Second is that, assuming you use SES, you have to make sure that all your emails are safely delivered from yourself to Amazon. This is where trouble can come in. You don't want to generate half your emails and have them delivered, then due to let's say a network outage, have a problem.. and have no way of sending only those that were not sent without resending all. It can be a tricky bit of code to write perfectly.
The easiest solution technically is to install a local SMTP relay server (eg. postfix) configured with Amazon as its "smarthost". Configure django to use "localhost" as its SMTP server.
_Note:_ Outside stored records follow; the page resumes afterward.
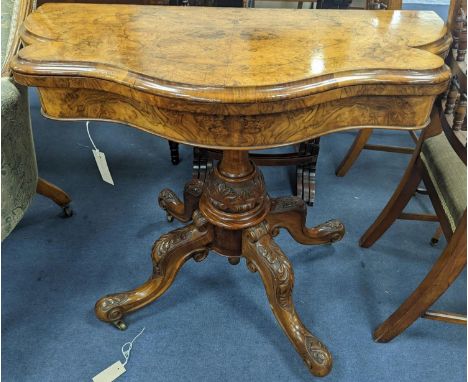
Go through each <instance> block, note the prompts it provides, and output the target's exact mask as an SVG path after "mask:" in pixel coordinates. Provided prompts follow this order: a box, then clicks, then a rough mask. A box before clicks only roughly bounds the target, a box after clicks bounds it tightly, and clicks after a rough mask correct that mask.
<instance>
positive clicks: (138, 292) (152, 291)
mask: <svg viewBox="0 0 468 382" xmlns="http://www.w3.org/2000/svg"><path fill="white" fill-rule="evenodd" d="M212 239H213V228H212V227H211V226H210V225H209V224H207V222H206V219H204V218H203V217H202V216H201V214H200V213H199V212H195V213H194V222H193V223H192V224H189V225H188V226H186V227H183V228H179V229H176V230H174V231H172V232H169V233H168V234H165V235H162V236H161V237H160V238H159V239H158V240H157V241H156V242H155V243H154V245H153V250H152V253H151V256H152V260H153V273H152V275H151V277H150V279H149V280H148V281H147V282H146V283H144V284H143V285H141V286H139V287H138V288H136V289H133V290H130V291H127V292H122V293H115V294H110V295H107V296H105V297H103V298H101V299H100V300H99V301H98V302H97V303H96V305H95V308H94V310H95V313H96V315H97V317H98V318H99V319H100V320H103V321H106V322H110V323H113V324H114V325H115V326H117V327H118V328H119V329H122V330H124V329H126V328H127V325H126V324H125V322H124V321H123V317H124V315H125V314H127V313H130V312H132V311H134V310H137V309H140V308H143V307H144V306H146V305H148V304H149V303H151V302H153V301H154V300H156V299H157V298H158V297H160V296H161V295H162V294H163V293H164V292H165V291H166V290H167V289H168V288H169V287H170V286H171V284H172V282H173V281H174V279H175V277H176V275H177V272H178V271H179V270H180V268H181V267H182V265H184V263H185V262H186V261H187V260H189V259H190V258H194V259H195V260H196V261H201V260H203V259H204V258H205V257H206V255H207V254H208V245H209V244H210V242H211V241H212Z"/></svg>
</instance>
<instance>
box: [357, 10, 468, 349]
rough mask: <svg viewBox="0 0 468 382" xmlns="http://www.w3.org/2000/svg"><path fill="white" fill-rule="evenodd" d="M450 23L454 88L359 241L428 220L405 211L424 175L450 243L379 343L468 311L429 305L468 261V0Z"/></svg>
mask: <svg viewBox="0 0 468 382" xmlns="http://www.w3.org/2000/svg"><path fill="white" fill-rule="evenodd" d="M450 20H451V21H450ZM449 28H450V29H451V30H452V31H453V35H454V39H453V41H454V44H453V47H452V48H453V49H451V50H450V52H449V54H448V57H447V59H446V61H447V65H449V66H450V68H451V70H452V73H453V77H452V81H451V85H450V88H449V90H448V92H447V93H446V94H445V95H444V96H440V97H439V98H438V100H437V101H436V103H435V105H434V109H433V111H432V114H431V124H430V126H428V127H427V128H426V129H425V130H424V132H423V133H422V136H421V138H420V140H419V141H418V144H417V146H416V149H415V152H414V154H413V157H412V159H411V161H410V164H409V166H408V168H407V170H406V172H405V174H404V176H403V178H402V180H401V182H400V184H399V186H398V188H397V189H396V191H395V193H394V194H393V196H392V198H391V199H390V201H389V202H388V204H387V206H386V207H385V209H384V210H383V211H382V212H381V214H380V215H379V217H378V218H377V219H376V221H375V222H374V224H373V225H372V226H371V227H370V228H369V229H368V230H367V231H366V233H365V234H364V235H363V236H362V237H361V240H360V245H361V246H362V247H366V248H367V247H369V246H371V245H372V244H373V243H375V241H376V240H378V239H379V237H380V236H381V235H382V234H383V233H384V232H385V231H386V230H387V229H388V228H389V227H390V225H391V224H393V222H394V221H395V220H396V219H401V218H403V219H412V220H413V219H414V220H419V219H421V220H427V219H426V216H425V215H420V214H410V213H405V212H403V209H404V208H405V207H406V205H407V203H408V202H409V200H410V199H411V196H412V195H413V193H414V191H415V190H416V187H417V186H418V184H419V183H420V181H421V180H423V181H424V184H425V185H426V187H427V190H428V193H429V196H430V198H431V201H432V204H433V206H434V209H435V211H436V214H437V218H438V220H439V221H440V223H441V228H442V231H443V234H444V235H445V237H446V238H447V241H448V245H447V247H446V248H445V249H444V251H443V252H442V254H441V256H440V257H439V259H438V260H437V262H436V263H435V264H434V266H433V267H432V269H431V270H430V271H429V273H428V274H427V276H426V277H425V278H424V280H423V281H422V282H421V283H420V284H419V286H418V287H417V288H416V289H415V290H414V292H413V293H412V294H411V295H410V296H409V297H408V298H407V300H406V301H405V302H404V303H403V304H402V305H400V307H399V308H398V309H397V310H396V311H395V312H394V313H393V314H392V315H391V316H390V317H389V318H388V319H387V320H386V321H385V322H384V323H382V324H381V325H380V326H379V327H378V328H377V329H376V330H375V332H374V339H375V340H376V341H378V342H387V341H390V340H392V339H393V338H394V337H396V336H398V335H399V334H400V333H401V332H402V331H404V330H405V329H406V328H407V327H408V326H410V325H411V324H412V323H413V322H414V321H415V320H416V319H418V318H419V317H424V318H429V319H432V320H439V321H446V322H451V323H457V324H463V325H466V316H463V315H460V314H453V313H449V312H441V311H432V310H429V309H430V307H431V306H432V305H433V304H434V303H435V302H436V301H437V299H438V298H439V297H440V296H441V295H442V294H443V293H444V292H445V291H446V290H447V289H448V288H449V286H450V285H451V284H452V282H453V281H454V280H455V279H456V278H457V276H458V275H459V274H460V272H461V271H462V270H463V268H464V267H465V266H466V1H465V2H463V3H462V2H461V1H452V2H451V6H450V10H449Z"/></svg>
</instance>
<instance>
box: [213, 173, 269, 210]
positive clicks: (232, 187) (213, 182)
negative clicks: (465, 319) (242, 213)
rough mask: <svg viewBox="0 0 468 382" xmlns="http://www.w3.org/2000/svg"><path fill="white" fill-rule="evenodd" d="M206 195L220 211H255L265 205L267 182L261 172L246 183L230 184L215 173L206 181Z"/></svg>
mask: <svg viewBox="0 0 468 382" xmlns="http://www.w3.org/2000/svg"><path fill="white" fill-rule="evenodd" d="M205 187H206V193H207V196H208V199H209V201H210V203H211V204H212V205H213V206H214V207H216V208H217V209H219V210H222V211H226V212H233V213H241V212H246V211H250V210H253V209H254V208H255V207H257V206H259V205H262V204H263V203H264V198H265V195H266V192H265V182H264V179H263V175H262V173H261V172H259V171H257V172H256V173H255V175H254V177H253V178H252V179H251V180H250V181H249V182H245V183H239V184H238V185H236V184H232V183H231V184H228V183H226V182H225V181H223V180H222V179H219V178H218V177H217V176H216V175H215V173H212V174H210V176H209V177H208V180H207V181H206V186H205Z"/></svg>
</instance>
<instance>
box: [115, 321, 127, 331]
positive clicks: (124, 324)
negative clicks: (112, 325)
mask: <svg viewBox="0 0 468 382" xmlns="http://www.w3.org/2000/svg"><path fill="white" fill-rule="evenodd" d="M112 325H114V326H115V327H116V328H117V329H119V330H122V331H124V330H127V324H126V323H125V321H124V320H117V321H112Z"/></svg>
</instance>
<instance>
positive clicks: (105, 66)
mask: <svg viewBox="0 0 468 382" xmlns="http://www.w3.org/2000/svg"><path fill="white" fill-rule="evenodd" d="M21 38H22V40H23V42H24V43H25V44H26V45H28V46H27V47H25V48H23V49H22V50H21V51H20V52H19V55H18V56H17V58H16V59H15V60H13V63H12V70H13V74H14V77H15V79H16V80H17V81H18V82H20V83H23V84H26V85H29V86H37V87H39V91H40V94H41V100H42V106H43V111H44V113H45V114H46V115H48V116H50V117H52V118H73V119H79V118H83V119H104V120H114V121H120V122H123V123H127V124H131V125H134V126H135V127H138V128H140V129H143V130H146V131H148V132H151V133H154V134H157V135H160V136H162V137H164V138H167V139H170V140H174V141H178V142H183V143H188V144H193V145H198V146H205V147H213V148H221V149H223V148H236V149H242V150H243V149H254V148H267V147H274V146H280V145H286V144H291V143H296V142H300V141H304V140H306V139H310V138H313V137H315V136H320V135H323V134H326V133H330V132H333V131H337V130H340V129H345V128H352V127H359V126H371V127H377V128H378V127H392V128H395V129H398V128H401V129H408V128H421V127H423V126H425V125H426V124H427V122H428V116H429V113H430V109H431V107H432V103H433V100H434V96H435V95H436V94H439V93H440V92H441V91H443V90H444V89H445V88H446V86H447V81H448V80H449V76H450V74H449V71H448V69H447V68H446V67H445V66H444V61H443V59H442V58H441V57H440V56H442V55H443V54H445V52H446V51H447V49H448V47H449V44H450V40H451V38H450V37H449V34H448V32H447V28H446V26H445V25H444V22H443V21H442V20H441V19H440V18H439V17H438V16H437V15H436V14H435V13H433V12H420V11H385V12H382V11H357V10H356V11H352V12H343V11H340V10H307V11H305V10H285V9H226V8H222V9H218V8H198V7H159V6H137V5H98V4H95V5H94V4H45V5H44V6H41V7H40V8H39V9H38V10H36V11H35V12H34V13H33V14H32V15H30V16H29V17H28V18H27V20H26V22H25V24H24V26H23V28H22V33H21ZM376 96H378V97H376Z"/></svg>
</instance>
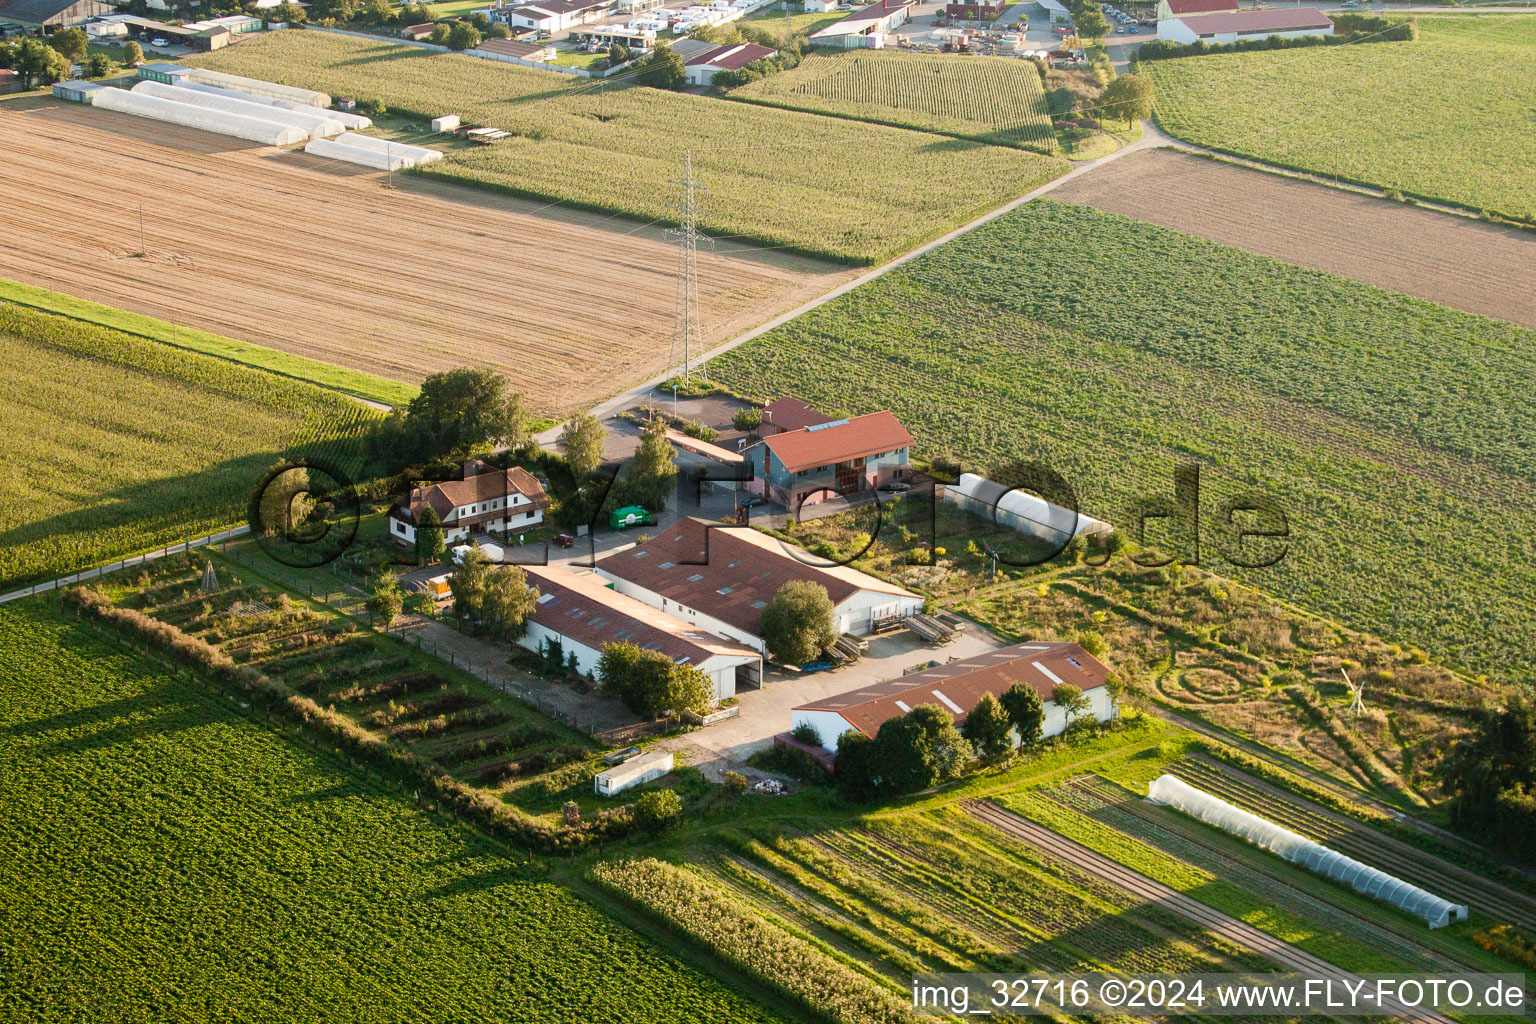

With that in place, when your cron job runs, it will only take a few seconds, because all the emails go straight into postfix's directories on your local drive and are queued there.
Then postfix, because it is configured with SES's SMTP server as its smarthost (sometimes called smart relay), won't send any email directly to the recipient, but will forward all the emails to SES to be delivered to the final recipient. If there's any problem doing that, postfix (or whatever mail relay software you prefer) will retry each message until things work out.
It's made for that, it's tried, tested, works...
So that is the easiest path for you.
If you choose to use the SES REST API, then it is the responsibility of your code to make sure that each message is delivered to Amazon exactly once and only once. If you loop through 1000 emails and then there is a network failure or crash and you fail to send the last 500 emails, it will be the problem of your code to recover from that without resending the first 1000 emails again. And for that, yes, queuing systems are useful. Celery or just RabbitMQ by itself can work. Or just make a queue by storing records in your database of what messages need to be sent then deleting those records as each email is sent.
But writing code like that which works perfectly in every circumstance can be tricky. Sometimes it is ok to re-invent the wheel.. sometimes you need a better wheel :) But in this case I think you are better off using an SMTP relay server.